Le Vorarlberg est réputé pour son architecture contemporaine, mais la manière de construire, le choix des matériaux et le respect des paysages comptent au moins autant que les plans. C’est ce que nous voulons montrer aux élus et techniciens pour lesquels nous organisons des visites sur place. Séduits, les participants sont aussi conscients que l’expérience n’est pas immédiatement transposable. Dans les Vosges, le bois de construction provient généralement de Scandinavie. Le savoir-faire, les traditions et la ?culture de l’architecte? ont régressé. Les élus abordent la construction avant tout sous son angle technique et réglementaire, suivant le Code de l’urbanisme. Cela ne favorise guère la notion de projet urbain, que la loi SRU devait pourtant encourager.

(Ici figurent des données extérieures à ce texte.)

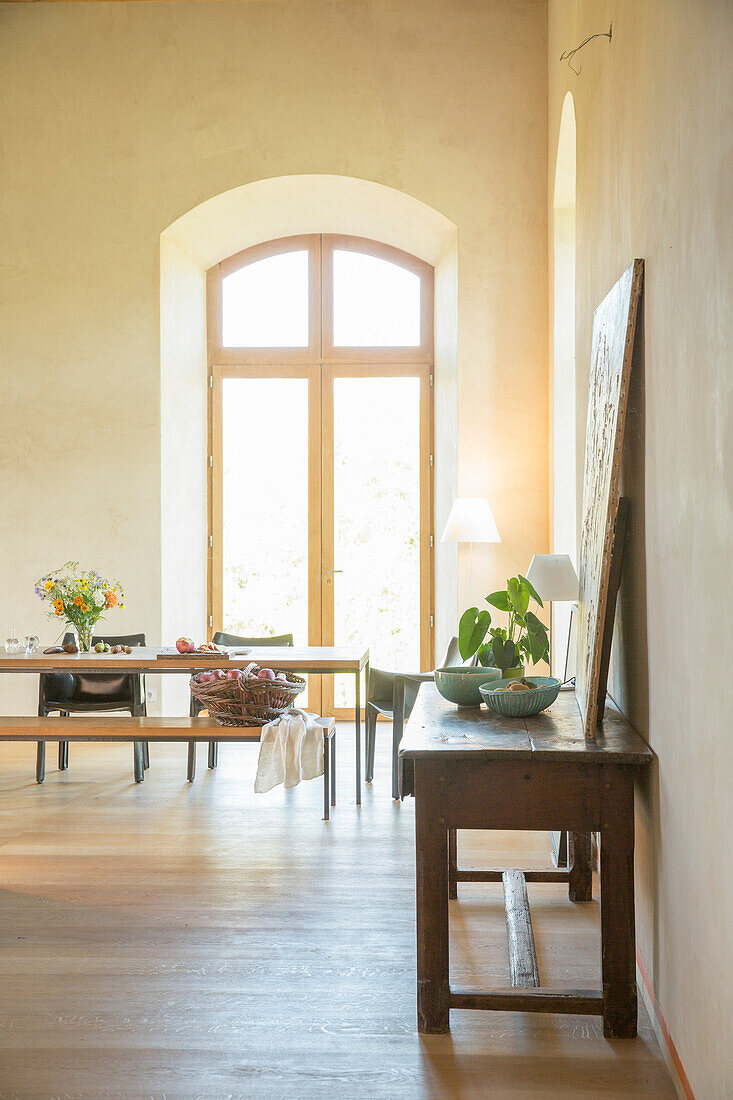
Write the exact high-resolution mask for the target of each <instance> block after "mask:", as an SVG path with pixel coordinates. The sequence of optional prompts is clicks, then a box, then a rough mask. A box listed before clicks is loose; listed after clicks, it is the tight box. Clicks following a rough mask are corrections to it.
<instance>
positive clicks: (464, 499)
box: [440, 496, 501, 542]
mask: <svg viewBox="0 0 733 1100" xmlns="http://www.w3.org/2000/svg"><path fill="white" fill-rule="evenodd" d="M440 541H441V542H501V537H500V535H499V530H497V528H496V520H495V519H494V516H493V513H492V510H491V507H490V505H489V502H488V500H486V499H485V497H483V496H459V497H457V498H456V499H455V500H453V506H452V508H451V509H450V515H449V516H448V522H447V524H446V529H445V530H444V532H442V538H441V539H440Z"/></svg>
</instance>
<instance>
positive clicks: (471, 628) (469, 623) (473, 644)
mask: <svg viewBox="0 0 733 1100" xmlns="http://www.w3.org/2000/svg"><path fill="white" fill-rule="evenodd" d="M490 626H491V614H490V612H485V610H484V612H480V610H479V608H478V607H469V608H468V610H466V612H463V614H462V615H461V619H460V623H459V624H458V649H459V652H460V654H461V657H462V658H463V660H464V661H466V660H467V659H468V658H469V657H473V654H474V653H475V651H477V649H478V648H479V646H480V645H481V642H482V641H483V639H484V638H485V637H486V630H488V629H489V627H490Z"/></svg>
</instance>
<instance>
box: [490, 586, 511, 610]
mask: <svg viewBox="0 0 733 1100" xmlns="http://www.w3.org/2000/svg"><path fill="white" fill-rule="evenodd" d="M485 599H486V603H488V604H491V606H492V607H496V608H497V610H500V612H507V610H508V599H507V597H506V593H505V592H504V591H503V590H502V591H501V592H492V593H491V595H490V596H486V597H485Z"/></svg>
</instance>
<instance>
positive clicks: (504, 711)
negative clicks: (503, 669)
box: [479, 676, 560, 718]
mask: <svg viewBox="0 0 733 1100" xmlns="http://www.w3.org/2000/svg"><path fill="white" fill-rule="evenodd" d="M479 691H480V692H481V697H482V698H483V701H484V703H485V704H486V706H488V707H489V709H490V711H494V712H495V713H496V714H503V715H504V717H506V718H527V717H529V715H530V714H539V712H540V711H544V709H545V708H546V707H548V706H550V705H551V704H553V703H554V702H555V700H556V698H557V696H558V692H559V691H560V681H559V680H557V679H556V678H555V676H523V678H522V679H521V680H517V679H516V678H505V676H503V678H502V679H501V680H494V681H492V682H491V683H484V684H481V686H480V689H479Z"/></svg>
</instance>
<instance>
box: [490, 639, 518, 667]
mask: <svg viewBox="0 0 733 1100" xmlns="http://www.w3.org/2000/svg"><path fill="white" fill-rule="evenodd" d="M491 651H492V653H493V658H494V664H495V665H496V668H499V669H501V670H502V672H505V671H506V669H511V668H513V667H514V664H515V663H516V657H517V652H518V651H517V648H516V646H515V645H514V642H513V641H508V640H507V641H505V640H503V639H502V638H494V639H493V641H492V643H491Z"/></svg>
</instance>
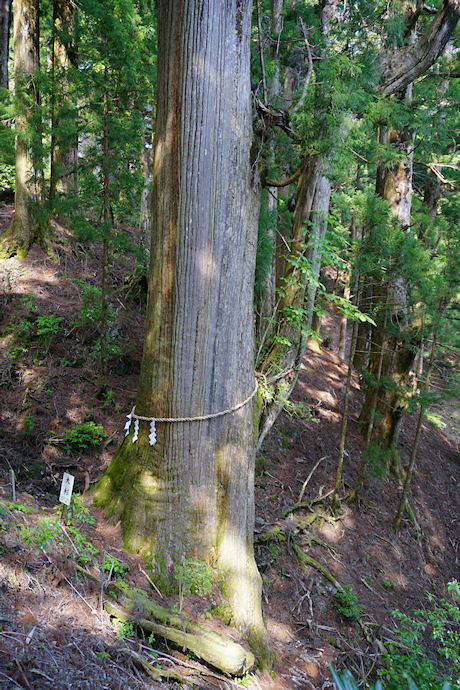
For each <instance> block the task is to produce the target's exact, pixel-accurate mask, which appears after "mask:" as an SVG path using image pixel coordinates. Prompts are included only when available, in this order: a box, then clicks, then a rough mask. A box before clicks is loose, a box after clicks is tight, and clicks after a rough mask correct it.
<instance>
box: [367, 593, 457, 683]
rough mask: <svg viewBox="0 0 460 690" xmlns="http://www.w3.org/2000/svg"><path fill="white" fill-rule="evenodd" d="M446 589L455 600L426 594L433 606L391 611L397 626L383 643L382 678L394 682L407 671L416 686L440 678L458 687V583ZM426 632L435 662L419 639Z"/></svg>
mask: <svg viewBox="0 0 460 690" xmlns="http://www.w3.org/2000/svg"><path fill="white" fill-rule="evenodd" d="M447 589H448V591H449V593H451V594H452V596H453V598H454V601H455V603H451V602H449V601H447V600H446V599H438V598H436V597H435V596H433V595H431V594H429V595H428V596H427V599H428V602H429V603H430V604H432V605H433V606H434V608H432V609H417V610H415V611H413V612H412V615H410V616H409V615H406V614H404V613H401V612H400V611H394V612H393V616H394V618H395V619H396V620H397V622H398V628H397V630H396V633H395V642H394V643H393V642H386V643H385V648H386V651H387V658H386V661H387V663H386V667H385V669H383V670H382V671H381V672H380V675H381V677H382V678H385V679H386V680H388V681H389V682H392V683H398V682H399V680H400V678H401V677H403V675H404V673H405V672H407V673H408V674H409V675H410V676H411V678H413V679H414V681H415V682H416V683H417V685H418V686H419V688H420V690H425V688H433V687H439V686H440V685H441V683H443V682H451V684H452V685H451V687H452V688H460V632H459V630H458V628H459V623H460V608H459V606H458V603H457V602H458V601H460V588H459V583H458V582H457V581H456V580H454V581H453V582H450V583H449V584H448V586H447ZM427 634H428V635H429V636H430V638H431V639H432V640H433V641H434V642H435V643H436V646H437V650H436V651H437V653H438V655H439V657H438V659H437V662H436V661H433V660H432V659H431V658H429V657H428V656H427V654H426V650H425V648H424V644H423V641H424V638H426V635H427Z"/></svg>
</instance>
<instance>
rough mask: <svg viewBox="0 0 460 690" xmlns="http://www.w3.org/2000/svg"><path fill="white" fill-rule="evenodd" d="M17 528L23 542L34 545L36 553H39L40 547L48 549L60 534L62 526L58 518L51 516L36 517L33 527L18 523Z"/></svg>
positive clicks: (53, 542) (52, 543)
mask: <svg viewBox="0 0 460 690" xmlns="http://www.w3.org/2000/svg"><path fill="white" fill-rule="evenodd" d="M18 529H19V532H20V533H21V538H22V540H23V541H24V543H25V544H34V545H35V547H36V548H35V553H36V554H39V553H40V551H41V549H43V550H44V551H46V550H47V549H49V548H50V547H51V546H53V545H54V544H56V543H57V542H58V541H59V540H60V538H61V536H62V528H61V526H60V525H59V522H58V520H57V519H52V518H38V520H37V522H35V524H34V525H33V527H31V526H30V525H22V524H20V525H18Z"/></svg>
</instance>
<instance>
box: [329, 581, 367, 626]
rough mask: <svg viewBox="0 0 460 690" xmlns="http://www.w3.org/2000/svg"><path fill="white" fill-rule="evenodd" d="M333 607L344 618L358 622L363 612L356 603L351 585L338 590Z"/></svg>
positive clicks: (356, 597) (360, 606)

Aurélie Tournier, chargée de mission pour les affaires juridiques et l'urbanisme au parc naturel régional des Ballons des Vosges
Et le logement social ?
Combrimont (Vosges, 169 hab.) a renoncé à créer un lotissement en périphérie et a choisi de densifier le centre du village. Ce projet a valu à son concepteur, l’atelier parisien Cité Architecture, une mention au prix du projet citoyen 2005 de l’Union nationale des syndicats français des architectes. Six habitants de la commune ont visité le Vorarlberg en mai 2006.
Il est rassurant de voir un modèle de développement basé sur la qualité architecturale fonctionner à l’échelle d’une région. Mais nous n’avons pas vu d’exemple de logements locatifs et sociaux que nous souhaitons développer pour aider les jeunes à s’installer et permettre aux personnes âgées de rester dans la commune.
la maire, Chantal Mathis
Le Vorarlberg, Autriche
- Population : 350 000 hab.
- Superficie : 2 600 km2.
- Effectifs : 1 600 fonctionnaires employés par le land.
- Budget : 1,234 milliard d’euros en 2005.
- Taux de chômage : 6,7 %, contre 7,2 % de moyenne nationale.
- Tourisme : 3,23 millions de nuitées en été 2005 ; 1,75 million à la saison d’hiver 2005 / 2006.